A photo from open sources
It took decades of global warming to slowly melted the surface of the Larsen ice shelf on Antarctic Peninsula, forming nearly 3,000 lakes. But at the end Antarctic summer 2002, all lakes dried out in one weeks. And then 2700 square kilometers of the ice shelf, which was about 220 meters thick and may have existed in for 12,000 years, quickly broke up into small icebergs, leaving a glaciologist an incident worth thinking about.
It was “like breaking glass from an abandoned stone,” said University of Chicago Geophysicist Douglas MacAyeal Last Week at the International Glaciological Society, gathered in Beijing.
Researchers have wondered starting with the fact that, may have caused the sudden desiccation of the lakes, and whether this was the reason destruction of the ice shelf. Today’s research team on led by MacAyeal, ready to answer these questions. Using a mathematical model originally created by Russian scientists, to understand how to drive loaded trucks across frozen rivers, MacAyeal and his team found that drying one lake on an ice shelf changes the stress area in neighboring areas, cause a circle of destruction around the lake.

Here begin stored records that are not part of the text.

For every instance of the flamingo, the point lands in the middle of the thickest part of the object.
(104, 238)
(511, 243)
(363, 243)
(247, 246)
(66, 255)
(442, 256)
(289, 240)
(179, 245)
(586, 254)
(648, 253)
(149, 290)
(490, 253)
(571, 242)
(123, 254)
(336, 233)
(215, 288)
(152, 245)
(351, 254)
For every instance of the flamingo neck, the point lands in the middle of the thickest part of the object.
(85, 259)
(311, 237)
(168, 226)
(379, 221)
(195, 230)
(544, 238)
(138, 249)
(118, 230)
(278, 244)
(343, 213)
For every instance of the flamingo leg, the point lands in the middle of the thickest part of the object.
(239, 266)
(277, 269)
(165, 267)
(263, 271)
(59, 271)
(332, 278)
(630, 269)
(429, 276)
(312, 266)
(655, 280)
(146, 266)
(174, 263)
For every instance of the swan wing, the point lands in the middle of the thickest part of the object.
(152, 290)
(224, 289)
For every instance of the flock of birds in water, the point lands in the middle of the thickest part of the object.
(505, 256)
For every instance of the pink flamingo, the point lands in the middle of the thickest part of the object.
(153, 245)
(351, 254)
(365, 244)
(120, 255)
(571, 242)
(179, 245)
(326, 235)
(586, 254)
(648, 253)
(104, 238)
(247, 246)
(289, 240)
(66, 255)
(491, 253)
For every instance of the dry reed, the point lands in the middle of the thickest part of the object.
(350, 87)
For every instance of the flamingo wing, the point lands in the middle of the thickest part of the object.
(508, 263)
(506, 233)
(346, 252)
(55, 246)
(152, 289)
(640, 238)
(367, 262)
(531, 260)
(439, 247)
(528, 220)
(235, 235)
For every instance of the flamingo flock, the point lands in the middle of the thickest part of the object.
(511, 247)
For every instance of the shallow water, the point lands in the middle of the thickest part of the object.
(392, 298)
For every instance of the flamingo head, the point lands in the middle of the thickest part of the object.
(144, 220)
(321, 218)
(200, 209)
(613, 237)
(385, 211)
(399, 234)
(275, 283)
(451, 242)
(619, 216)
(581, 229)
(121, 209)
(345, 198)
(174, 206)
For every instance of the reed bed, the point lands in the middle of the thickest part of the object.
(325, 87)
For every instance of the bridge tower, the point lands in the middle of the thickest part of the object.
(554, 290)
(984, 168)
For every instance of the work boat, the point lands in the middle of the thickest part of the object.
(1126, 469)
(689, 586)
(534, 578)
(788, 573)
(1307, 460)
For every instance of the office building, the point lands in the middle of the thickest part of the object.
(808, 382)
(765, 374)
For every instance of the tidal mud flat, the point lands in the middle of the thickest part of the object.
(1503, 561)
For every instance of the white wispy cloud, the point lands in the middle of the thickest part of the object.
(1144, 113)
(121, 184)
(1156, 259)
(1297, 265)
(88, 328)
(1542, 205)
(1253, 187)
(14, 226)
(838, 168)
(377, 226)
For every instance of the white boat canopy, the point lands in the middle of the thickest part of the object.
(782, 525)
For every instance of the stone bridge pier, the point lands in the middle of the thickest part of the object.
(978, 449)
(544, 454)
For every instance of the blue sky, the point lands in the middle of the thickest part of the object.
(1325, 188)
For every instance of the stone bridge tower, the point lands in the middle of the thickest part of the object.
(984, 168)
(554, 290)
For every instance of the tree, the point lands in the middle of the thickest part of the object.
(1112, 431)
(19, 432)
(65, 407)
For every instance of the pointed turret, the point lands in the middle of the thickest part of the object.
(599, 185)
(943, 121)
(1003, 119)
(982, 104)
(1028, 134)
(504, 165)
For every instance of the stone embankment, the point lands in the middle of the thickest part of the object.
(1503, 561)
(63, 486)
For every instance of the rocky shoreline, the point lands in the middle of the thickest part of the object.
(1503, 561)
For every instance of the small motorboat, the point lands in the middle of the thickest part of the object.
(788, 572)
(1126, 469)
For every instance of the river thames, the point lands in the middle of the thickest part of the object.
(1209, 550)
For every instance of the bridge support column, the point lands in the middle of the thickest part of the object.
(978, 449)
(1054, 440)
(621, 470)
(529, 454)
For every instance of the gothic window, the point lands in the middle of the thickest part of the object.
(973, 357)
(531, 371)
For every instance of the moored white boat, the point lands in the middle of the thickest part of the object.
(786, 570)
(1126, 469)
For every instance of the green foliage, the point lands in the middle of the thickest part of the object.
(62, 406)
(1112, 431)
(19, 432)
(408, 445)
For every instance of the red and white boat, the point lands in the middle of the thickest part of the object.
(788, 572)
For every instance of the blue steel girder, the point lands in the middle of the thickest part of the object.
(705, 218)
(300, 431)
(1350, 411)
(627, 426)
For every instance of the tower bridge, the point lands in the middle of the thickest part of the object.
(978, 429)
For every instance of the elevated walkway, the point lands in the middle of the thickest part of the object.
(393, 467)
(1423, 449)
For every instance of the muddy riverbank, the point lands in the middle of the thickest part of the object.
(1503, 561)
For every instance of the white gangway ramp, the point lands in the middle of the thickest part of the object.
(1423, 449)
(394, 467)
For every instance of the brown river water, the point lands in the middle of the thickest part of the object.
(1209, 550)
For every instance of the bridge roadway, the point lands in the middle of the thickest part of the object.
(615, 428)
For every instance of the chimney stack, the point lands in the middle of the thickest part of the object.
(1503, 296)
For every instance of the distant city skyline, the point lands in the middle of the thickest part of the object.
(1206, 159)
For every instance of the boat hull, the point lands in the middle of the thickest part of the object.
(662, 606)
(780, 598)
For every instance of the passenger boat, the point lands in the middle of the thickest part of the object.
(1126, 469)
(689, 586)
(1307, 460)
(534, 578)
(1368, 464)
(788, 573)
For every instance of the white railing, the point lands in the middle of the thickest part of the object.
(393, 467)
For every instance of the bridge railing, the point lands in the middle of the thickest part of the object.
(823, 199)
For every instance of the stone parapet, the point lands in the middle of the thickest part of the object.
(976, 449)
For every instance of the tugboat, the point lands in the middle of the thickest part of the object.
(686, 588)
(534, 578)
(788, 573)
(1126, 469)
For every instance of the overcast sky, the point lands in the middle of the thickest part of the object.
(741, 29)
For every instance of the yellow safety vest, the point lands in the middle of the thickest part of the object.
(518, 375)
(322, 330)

As the scientist explained at the meeting, it is caused by ice elasticity. The ice bends in response to a heavy load and comes in the norm when the load is removed. Searing the lake is equivalent to as if it had just been removed from the glacier. They also came to the conclusion that the disappearance of one lake can lead to fractures in others places and this chain reaction will spread rapidly throughout to the glacier. This may explain almost simultaneous drying. lakes.
Most of the lakes were 1000 meters wide, co-author reports Alison Banwell research. After the lake dried up, behind it remained a fault of almost 4,000 meters. When the lakes are located tight to each other, as it was on the Larsen B glacier, a chain faults will lead to the formation of new icebergs. With this statement many of their colleagues agree. But according to Christina Hulbe, geophysics from the University of Otago in New Zealand, still worth take a closer look at the natural propagation of cracks, caused by prolonged melting and an option with ever-increasing the temperature of the oceans.
By the way, it is from the breakaway of the Larsen glacier that begins feature film “The Day After Tomorrow”.